“More Real is Real: The Transorganic and Hypermorphic in the Einstein’s Brain Project” presented by Dunning and Woodrow

Symposium:


Session Title:

  • Virtual Illusion

Presentation Title:

  • More Real is Real: The Transorganic and Hypermorphic in the Einstein’s Brain Project

Presenter(s):



Abstract:

  • In relating Pliny’s famous anecdote about the artist Zeuxis, that Zeuxis (painted) a picture of grapes so deftly represented that birds began to fly down to eat the painted vine, Richard Sennet comments that,

     

    “a modern reader might take this to be a story about the artist’s powers of illusion, a Roman thought it showed art’s relationship to reality”.

     

    If there is a single general expectation of the recent advances in the technologies of virtual reality and hyper-interactive simulation it is that of it’s capacity to present an ever increasing realism. The quest for seamlessly reproduced worlds is paramount in the military and institutional development of the simulation technologies. The ideal (achievable or otherwise) of immersive virtual reality consists of surrounding an individual with images and sounds so apparently like those of the real world that the eye and consequently the brain is fooled into thinking it is in that world.
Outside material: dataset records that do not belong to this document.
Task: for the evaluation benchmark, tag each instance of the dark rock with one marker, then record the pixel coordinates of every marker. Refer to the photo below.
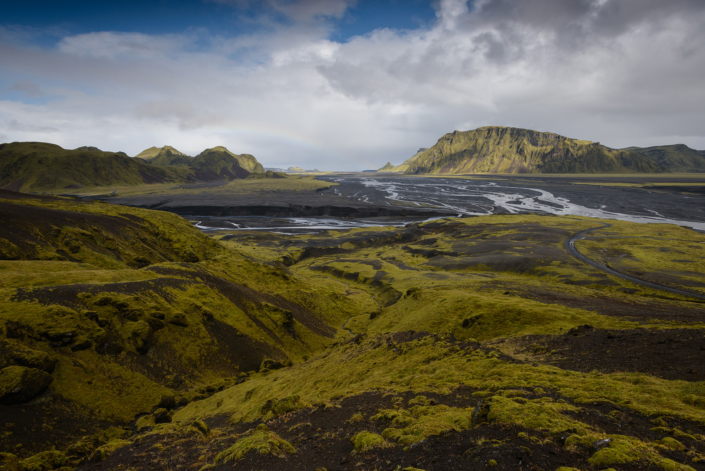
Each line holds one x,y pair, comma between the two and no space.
19,384
581,329
110,348
271,365
162,416
20,356
167,402
179,320
82,345
600,444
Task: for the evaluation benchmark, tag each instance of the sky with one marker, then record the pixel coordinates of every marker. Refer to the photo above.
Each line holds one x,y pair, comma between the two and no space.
348,84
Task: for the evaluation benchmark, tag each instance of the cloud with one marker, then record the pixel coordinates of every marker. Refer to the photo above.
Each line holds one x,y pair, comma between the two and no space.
14,125
622,72
28,87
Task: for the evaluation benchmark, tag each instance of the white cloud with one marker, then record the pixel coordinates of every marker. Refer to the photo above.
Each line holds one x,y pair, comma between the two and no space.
623,72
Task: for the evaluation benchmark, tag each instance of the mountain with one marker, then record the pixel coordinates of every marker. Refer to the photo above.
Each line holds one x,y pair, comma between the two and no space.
37,166
675,158
166,155
219,162
403,167
246,161
497,149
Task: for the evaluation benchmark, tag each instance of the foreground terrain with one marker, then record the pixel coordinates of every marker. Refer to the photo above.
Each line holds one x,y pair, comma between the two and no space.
132,341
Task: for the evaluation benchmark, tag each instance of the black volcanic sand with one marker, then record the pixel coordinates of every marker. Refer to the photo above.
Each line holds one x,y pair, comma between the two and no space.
322,438
673,354
275,204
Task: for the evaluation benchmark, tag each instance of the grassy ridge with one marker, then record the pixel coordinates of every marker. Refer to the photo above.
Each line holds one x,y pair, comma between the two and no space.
249,329
28,166
496,149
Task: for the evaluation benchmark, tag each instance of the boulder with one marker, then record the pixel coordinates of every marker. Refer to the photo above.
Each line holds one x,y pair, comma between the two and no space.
20,384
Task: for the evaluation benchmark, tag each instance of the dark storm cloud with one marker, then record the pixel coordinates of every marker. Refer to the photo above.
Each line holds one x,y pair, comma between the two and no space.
621,72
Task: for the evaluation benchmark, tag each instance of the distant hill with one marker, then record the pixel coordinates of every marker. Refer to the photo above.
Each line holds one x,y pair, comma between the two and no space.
218,162
403,167
246,161
674,158
166,155
301,170
497,149
38,166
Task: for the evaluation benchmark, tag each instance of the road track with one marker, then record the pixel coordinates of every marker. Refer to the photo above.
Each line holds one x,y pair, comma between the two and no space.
570,247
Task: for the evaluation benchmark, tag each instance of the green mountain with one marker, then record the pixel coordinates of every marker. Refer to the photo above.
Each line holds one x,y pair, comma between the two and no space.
675,158
166,155
37,166
218,162
497,149
131,340
403,167
245,161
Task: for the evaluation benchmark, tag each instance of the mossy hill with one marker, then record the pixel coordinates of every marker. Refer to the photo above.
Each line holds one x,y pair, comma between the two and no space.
129,340
675,158
217,161
403,167
221,161
37,166
496,149
166,155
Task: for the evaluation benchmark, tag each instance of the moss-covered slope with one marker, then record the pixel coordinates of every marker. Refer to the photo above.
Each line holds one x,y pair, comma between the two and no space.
221,159
403,167
36,166
166,155
466,343
496,149
675,158
122,307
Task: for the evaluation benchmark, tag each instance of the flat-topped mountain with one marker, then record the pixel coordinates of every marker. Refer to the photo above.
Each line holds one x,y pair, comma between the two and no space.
227,162
497,149
675,158
166,155
38,166
403,167
245,161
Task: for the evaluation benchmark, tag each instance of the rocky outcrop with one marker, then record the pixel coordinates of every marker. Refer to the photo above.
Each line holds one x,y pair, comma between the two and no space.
496,149
19,384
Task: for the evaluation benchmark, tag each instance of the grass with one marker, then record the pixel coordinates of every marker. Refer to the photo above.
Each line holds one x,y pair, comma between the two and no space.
286,298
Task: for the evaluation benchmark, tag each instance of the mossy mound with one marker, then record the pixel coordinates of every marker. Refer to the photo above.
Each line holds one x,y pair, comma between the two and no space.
261,440
366,441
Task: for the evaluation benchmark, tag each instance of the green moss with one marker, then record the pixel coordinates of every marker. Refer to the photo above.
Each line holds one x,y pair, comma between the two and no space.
44,461
103,453
423,421
672,444
261,440
366,441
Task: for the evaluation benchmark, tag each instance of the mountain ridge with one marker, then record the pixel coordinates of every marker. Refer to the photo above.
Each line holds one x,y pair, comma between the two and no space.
498,149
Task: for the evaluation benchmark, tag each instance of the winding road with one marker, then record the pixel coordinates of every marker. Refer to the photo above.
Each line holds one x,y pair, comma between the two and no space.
570,247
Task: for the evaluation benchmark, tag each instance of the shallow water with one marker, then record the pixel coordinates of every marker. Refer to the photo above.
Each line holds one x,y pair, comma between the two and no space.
485,197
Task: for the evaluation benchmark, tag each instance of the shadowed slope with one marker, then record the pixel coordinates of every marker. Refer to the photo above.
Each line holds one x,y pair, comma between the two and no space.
674,158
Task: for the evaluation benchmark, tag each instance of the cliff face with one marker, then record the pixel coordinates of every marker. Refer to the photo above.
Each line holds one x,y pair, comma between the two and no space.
403,167
496,149
675,158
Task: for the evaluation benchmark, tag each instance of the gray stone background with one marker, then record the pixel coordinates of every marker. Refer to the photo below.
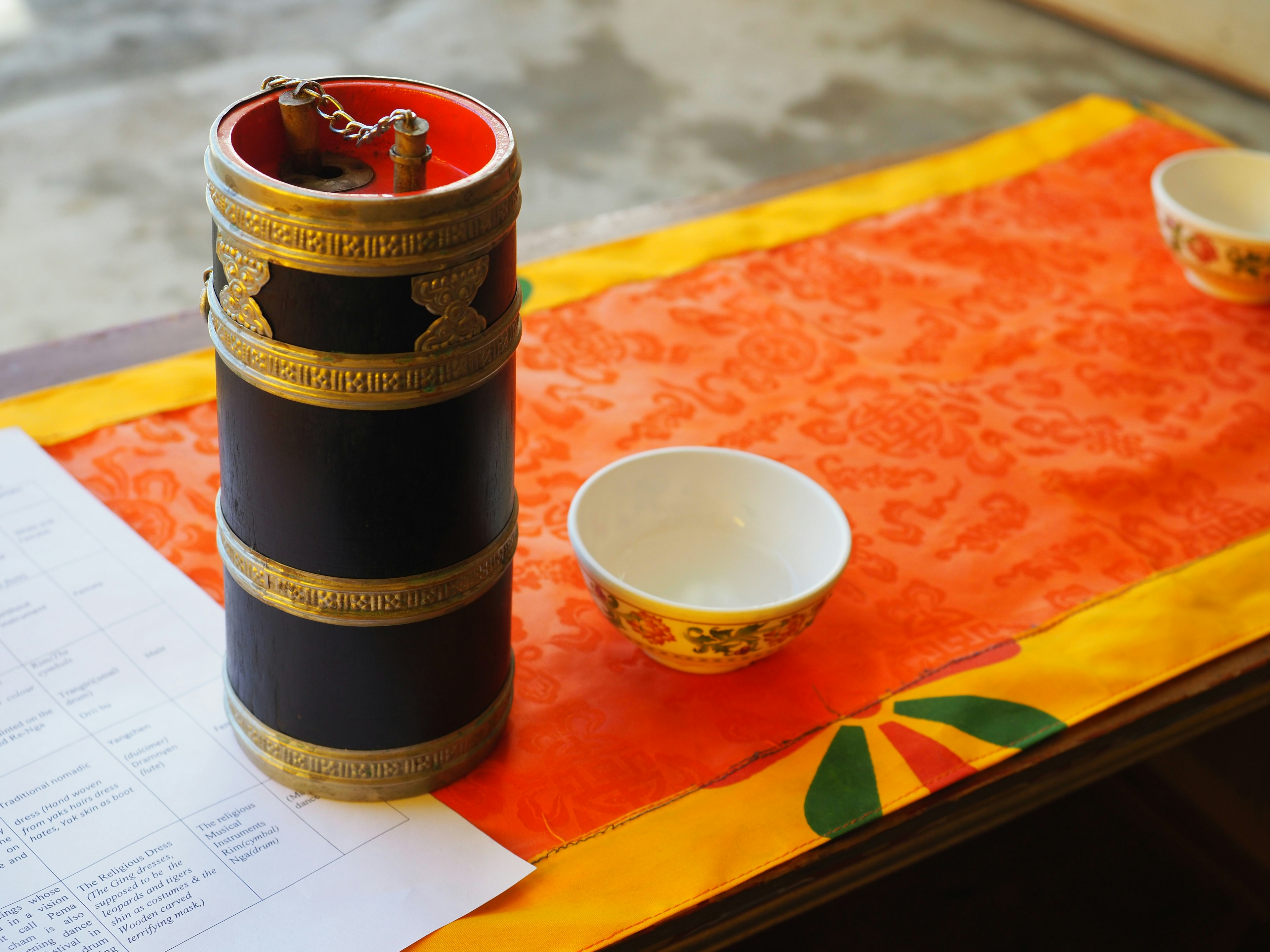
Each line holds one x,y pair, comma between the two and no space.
105,108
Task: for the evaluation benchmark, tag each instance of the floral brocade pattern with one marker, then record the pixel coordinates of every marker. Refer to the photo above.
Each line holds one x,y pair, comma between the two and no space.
1014,394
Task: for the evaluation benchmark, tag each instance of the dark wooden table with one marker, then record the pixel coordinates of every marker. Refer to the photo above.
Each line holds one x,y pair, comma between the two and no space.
1136,730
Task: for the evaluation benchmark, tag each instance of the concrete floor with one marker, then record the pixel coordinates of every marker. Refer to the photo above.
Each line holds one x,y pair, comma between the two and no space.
106,108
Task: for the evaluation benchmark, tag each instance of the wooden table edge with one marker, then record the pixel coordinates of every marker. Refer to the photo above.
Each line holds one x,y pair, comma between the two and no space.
1182,709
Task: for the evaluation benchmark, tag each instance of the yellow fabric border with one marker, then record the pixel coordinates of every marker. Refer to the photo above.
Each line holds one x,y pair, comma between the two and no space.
621,880
815,211
71,411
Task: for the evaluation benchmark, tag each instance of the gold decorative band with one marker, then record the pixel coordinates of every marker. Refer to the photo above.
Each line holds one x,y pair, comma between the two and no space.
362,381
364,249
365,602
369,775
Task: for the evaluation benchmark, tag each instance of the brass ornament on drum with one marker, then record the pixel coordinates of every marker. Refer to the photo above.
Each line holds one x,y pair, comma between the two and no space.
365,311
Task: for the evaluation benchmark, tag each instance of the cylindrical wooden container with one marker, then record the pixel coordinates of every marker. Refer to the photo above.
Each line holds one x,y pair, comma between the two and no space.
366,386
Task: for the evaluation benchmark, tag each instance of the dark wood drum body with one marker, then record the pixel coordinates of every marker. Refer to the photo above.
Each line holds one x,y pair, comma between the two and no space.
366,386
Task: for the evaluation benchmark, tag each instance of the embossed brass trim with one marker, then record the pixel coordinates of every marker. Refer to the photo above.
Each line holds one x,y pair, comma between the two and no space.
369,775
244,277
364,381
365,602
449,295
365,235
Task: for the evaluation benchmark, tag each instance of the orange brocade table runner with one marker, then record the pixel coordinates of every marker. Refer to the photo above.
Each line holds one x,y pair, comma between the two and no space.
1040,436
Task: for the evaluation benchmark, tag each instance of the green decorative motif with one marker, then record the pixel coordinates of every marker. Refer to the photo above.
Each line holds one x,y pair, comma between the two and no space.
727,642
1248,262
1001,723
844,794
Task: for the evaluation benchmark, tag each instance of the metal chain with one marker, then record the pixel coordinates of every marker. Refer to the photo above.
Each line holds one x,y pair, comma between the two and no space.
352,130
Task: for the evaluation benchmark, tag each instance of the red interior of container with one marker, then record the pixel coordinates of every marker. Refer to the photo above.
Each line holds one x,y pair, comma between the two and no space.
461,134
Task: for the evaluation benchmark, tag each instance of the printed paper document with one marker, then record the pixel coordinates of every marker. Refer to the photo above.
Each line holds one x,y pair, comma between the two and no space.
130,819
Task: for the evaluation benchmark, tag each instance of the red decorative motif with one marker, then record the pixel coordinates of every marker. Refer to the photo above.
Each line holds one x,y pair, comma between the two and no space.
1202,248
647,626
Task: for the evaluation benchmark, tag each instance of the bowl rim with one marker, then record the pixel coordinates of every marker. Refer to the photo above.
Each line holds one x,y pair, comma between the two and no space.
1169,204
766,610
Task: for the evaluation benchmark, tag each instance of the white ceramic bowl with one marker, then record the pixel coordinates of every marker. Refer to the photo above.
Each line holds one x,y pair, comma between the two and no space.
708,559
1213,207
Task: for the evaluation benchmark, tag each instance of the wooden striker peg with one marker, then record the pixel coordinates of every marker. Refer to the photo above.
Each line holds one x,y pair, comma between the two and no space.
303,124
409,154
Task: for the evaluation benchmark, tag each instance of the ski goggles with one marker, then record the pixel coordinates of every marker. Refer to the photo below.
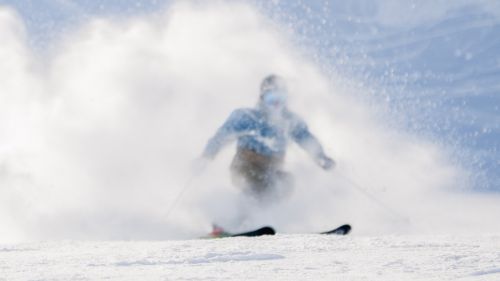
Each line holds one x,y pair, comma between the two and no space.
274,97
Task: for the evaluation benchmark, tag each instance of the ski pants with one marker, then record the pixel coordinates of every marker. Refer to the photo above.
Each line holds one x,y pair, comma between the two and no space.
260,175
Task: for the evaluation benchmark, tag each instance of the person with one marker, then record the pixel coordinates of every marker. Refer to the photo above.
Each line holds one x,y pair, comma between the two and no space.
262,135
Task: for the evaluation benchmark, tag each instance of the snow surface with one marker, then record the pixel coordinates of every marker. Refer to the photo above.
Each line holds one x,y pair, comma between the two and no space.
282,257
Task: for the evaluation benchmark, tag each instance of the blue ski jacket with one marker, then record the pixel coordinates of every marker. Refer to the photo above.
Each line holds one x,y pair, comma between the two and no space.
254,130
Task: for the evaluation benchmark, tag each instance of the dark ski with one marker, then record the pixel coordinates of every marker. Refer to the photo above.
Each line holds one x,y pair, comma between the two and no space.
341,230
266,230
219,232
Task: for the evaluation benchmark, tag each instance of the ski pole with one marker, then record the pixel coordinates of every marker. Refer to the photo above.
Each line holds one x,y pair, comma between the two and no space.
184,188
374,199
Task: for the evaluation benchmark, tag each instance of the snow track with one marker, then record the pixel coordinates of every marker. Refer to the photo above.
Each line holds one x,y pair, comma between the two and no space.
281,257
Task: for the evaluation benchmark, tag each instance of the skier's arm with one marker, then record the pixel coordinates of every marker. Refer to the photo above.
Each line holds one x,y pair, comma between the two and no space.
301,135
225,134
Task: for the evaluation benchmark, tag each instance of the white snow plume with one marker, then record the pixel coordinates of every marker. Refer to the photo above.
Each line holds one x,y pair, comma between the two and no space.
98,138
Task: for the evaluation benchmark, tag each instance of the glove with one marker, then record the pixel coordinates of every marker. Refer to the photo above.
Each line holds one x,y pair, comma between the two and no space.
326,162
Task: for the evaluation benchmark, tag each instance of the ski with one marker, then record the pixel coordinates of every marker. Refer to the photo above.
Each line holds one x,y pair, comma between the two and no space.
341,230
219,232
266,230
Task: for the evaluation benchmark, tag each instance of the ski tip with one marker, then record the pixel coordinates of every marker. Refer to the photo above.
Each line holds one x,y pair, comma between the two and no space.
266,230
341,230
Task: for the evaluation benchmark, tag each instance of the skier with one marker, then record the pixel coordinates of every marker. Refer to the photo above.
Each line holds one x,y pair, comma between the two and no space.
262,135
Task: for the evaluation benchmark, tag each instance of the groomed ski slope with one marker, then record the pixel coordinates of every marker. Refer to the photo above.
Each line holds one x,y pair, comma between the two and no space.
281,257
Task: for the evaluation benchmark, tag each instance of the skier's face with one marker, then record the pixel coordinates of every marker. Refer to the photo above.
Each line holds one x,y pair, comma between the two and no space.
274,100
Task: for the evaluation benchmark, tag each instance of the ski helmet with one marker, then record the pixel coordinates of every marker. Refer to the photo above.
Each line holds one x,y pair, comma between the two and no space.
273,91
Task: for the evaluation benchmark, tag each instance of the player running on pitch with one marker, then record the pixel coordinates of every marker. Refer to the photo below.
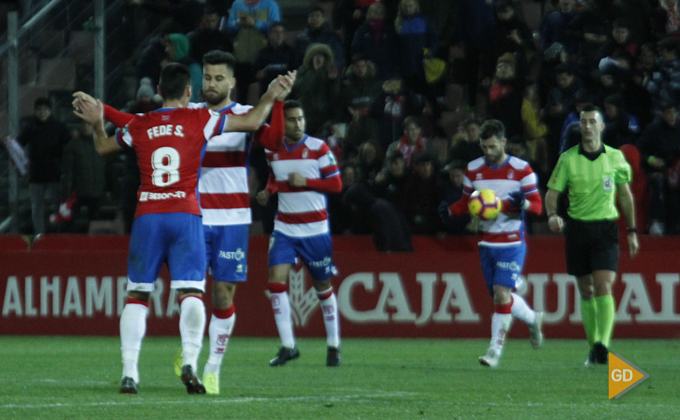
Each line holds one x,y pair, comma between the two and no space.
502,247
303,169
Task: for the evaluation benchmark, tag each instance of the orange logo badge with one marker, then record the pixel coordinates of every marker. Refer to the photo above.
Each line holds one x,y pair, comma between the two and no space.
623,376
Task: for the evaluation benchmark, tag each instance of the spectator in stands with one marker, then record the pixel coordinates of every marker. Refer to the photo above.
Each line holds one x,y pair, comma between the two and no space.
376,41
317,88
274,59
534,129
369,161
659,148
554,25
591,27
422,196
83,172
507,35
417,41
411,143
248,23
475,17
507,94
620,127
152,56
178,51
452,191
620,41
348,16
186,13
390,108
46,138
664,86
390,231
390,183
208,37
318,31
467,149
360,87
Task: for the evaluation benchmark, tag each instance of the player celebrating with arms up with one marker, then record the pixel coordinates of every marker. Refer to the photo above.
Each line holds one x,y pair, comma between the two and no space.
502,247
303,169
169,144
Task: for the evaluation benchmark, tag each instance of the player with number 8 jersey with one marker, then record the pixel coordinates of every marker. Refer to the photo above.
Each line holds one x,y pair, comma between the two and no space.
169,144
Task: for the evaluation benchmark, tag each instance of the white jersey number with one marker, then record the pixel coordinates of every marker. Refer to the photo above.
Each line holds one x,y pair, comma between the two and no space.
165,162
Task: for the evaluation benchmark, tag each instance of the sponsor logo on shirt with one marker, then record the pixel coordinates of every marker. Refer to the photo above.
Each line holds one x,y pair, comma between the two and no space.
147,196
512,266
237,255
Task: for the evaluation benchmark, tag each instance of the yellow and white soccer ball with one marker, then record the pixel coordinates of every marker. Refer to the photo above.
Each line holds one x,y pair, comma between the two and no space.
485,205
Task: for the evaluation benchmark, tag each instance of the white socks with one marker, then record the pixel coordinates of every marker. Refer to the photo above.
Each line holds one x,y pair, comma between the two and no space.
281,307
500,325
521,310
191,328
132,330
220,330
329,309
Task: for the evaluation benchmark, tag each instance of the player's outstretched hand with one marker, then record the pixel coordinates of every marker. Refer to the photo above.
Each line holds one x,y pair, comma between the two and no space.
263,197
443,211
86,110
555,222
297,180
517,199
633,245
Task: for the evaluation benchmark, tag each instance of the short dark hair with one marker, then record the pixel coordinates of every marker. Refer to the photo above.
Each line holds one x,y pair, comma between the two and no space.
275,25
217,57
411,119
292,104
592,108
563,68
615,99
175,78
492,128
316,9
42,102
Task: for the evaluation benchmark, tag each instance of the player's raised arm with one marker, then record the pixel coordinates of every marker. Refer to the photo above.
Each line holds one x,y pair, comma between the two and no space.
278,90
94,114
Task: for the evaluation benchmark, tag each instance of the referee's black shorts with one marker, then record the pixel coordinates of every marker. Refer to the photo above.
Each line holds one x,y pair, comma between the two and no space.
591,245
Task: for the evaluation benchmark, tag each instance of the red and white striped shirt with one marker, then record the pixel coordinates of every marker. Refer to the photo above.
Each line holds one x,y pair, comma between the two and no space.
302,211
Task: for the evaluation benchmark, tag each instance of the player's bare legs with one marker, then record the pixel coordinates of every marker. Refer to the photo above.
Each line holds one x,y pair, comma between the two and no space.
221,325
132,331
191,327
597,312
329,310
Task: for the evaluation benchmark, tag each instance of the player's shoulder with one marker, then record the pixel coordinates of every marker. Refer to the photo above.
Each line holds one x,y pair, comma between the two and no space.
313,143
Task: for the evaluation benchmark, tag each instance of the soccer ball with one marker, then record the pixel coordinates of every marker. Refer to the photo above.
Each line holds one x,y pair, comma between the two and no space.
484,205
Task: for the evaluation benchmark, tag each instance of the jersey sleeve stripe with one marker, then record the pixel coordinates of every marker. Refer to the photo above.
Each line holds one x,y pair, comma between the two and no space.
302,218
224,201
223,159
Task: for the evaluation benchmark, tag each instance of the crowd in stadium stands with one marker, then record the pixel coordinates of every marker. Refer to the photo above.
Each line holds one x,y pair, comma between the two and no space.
399,89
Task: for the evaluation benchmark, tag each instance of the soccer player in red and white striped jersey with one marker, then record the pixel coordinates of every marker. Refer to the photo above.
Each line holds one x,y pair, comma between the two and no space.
502,247
169,144
303,169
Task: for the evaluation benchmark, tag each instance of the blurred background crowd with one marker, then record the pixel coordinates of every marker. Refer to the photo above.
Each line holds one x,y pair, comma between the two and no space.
397,88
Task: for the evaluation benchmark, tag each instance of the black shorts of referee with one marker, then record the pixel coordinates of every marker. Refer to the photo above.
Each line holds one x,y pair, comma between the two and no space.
591,245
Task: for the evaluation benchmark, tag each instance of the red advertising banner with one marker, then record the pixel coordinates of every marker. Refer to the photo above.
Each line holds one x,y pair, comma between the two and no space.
75,285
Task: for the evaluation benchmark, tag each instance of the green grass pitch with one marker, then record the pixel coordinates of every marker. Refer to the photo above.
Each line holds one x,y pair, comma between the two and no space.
69,377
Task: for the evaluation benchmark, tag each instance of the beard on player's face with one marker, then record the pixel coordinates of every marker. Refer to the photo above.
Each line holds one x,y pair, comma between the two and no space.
214,97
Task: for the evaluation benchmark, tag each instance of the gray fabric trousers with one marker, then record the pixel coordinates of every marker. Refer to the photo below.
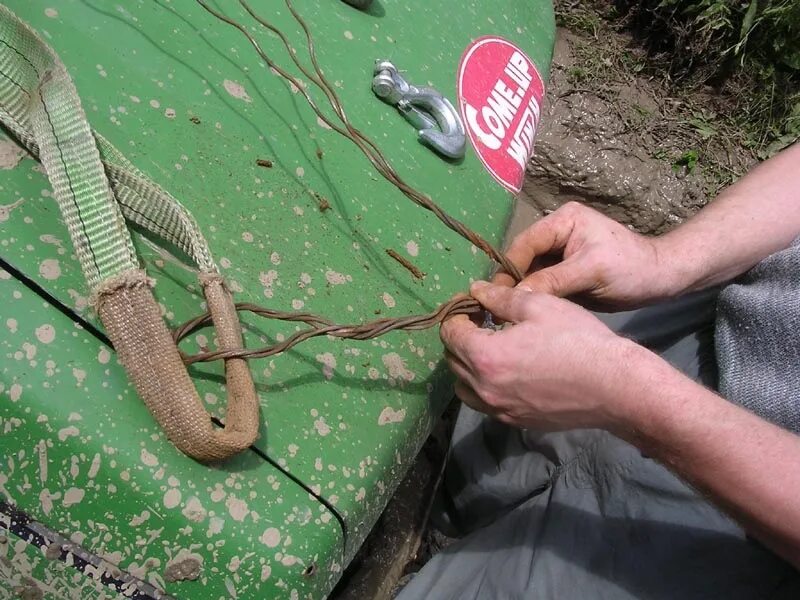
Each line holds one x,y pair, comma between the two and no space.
582,514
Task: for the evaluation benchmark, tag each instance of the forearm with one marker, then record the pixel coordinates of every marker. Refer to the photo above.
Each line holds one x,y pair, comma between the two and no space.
755,217
745,465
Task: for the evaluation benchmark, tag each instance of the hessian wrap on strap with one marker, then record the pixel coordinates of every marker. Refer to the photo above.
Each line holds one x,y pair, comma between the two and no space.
97,189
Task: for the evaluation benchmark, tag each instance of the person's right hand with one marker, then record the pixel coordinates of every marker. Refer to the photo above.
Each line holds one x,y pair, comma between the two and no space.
603,264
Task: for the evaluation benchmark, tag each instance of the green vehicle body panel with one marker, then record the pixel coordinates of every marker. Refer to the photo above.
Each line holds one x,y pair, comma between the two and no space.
190,104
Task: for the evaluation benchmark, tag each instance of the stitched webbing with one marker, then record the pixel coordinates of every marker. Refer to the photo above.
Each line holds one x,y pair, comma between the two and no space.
95,186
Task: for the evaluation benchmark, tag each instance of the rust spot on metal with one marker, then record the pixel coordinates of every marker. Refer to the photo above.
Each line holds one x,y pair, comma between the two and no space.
411,267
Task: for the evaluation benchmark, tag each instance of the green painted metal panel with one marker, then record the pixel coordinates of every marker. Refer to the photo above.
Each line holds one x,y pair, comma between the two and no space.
82,457
191,105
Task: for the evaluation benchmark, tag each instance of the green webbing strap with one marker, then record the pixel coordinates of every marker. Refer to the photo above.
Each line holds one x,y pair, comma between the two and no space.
93,183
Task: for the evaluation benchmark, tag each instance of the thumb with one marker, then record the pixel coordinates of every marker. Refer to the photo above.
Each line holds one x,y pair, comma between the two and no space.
563,279
509,304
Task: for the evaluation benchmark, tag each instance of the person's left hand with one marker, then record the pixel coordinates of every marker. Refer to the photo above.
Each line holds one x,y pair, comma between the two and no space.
554,367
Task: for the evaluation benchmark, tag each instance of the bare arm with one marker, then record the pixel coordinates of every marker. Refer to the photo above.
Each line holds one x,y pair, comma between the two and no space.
753,218
558,367
745,465
606,265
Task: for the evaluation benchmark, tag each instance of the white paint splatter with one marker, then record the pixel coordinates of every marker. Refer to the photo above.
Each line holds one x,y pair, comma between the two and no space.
73,496
388,300
237,508
390,415
271,537
328,361
147,458
335,278
322,427
194,510
396,366
5,210
236,90
172,498
46,500
79,375
66,432
50,269
103,356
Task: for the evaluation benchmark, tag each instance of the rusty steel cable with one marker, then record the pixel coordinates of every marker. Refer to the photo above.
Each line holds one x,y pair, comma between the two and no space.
317,325
364,143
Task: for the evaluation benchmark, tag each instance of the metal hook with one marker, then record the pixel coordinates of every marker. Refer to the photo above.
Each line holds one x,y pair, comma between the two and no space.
437,121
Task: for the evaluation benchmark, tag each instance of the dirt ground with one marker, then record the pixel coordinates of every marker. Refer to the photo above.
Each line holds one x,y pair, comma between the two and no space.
616,141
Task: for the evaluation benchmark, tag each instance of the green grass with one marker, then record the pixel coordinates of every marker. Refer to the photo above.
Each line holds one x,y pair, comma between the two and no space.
747,48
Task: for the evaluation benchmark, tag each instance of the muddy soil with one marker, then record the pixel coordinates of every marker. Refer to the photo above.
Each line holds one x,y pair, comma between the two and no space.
611,144
612,140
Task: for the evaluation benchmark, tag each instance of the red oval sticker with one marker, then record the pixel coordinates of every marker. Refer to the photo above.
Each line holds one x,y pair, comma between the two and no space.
500,94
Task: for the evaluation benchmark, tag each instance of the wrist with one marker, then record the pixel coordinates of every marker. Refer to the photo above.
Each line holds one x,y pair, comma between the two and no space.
676,272
637,403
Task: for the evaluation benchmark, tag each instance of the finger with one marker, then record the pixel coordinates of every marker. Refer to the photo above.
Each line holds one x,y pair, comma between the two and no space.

These developing strategies and away from the construction and sustenance of our normal relationship to the world are those of realism rid of expression, symbol or metaphor and they are sustained by the authorities of homogeneity and seamlessness. Just as long rendering times and their outcome of low frame rates are constantly, and expensively, fought against because they disturb the seamlessness and the effectiveness of the illusion so ruptures in the content and the consumption of the worlds are discouraged. Stopping to consider the strangeness of a sound distorted by being played too slowly or the flickering or jerkiness of an image disrupts our sense of ourselves as being in normal relations with a world.  Similarly the consideration of a subtext or a hidden meaning draws attention to our consideration and away from the construction and sustenance of our normal relationship to the world.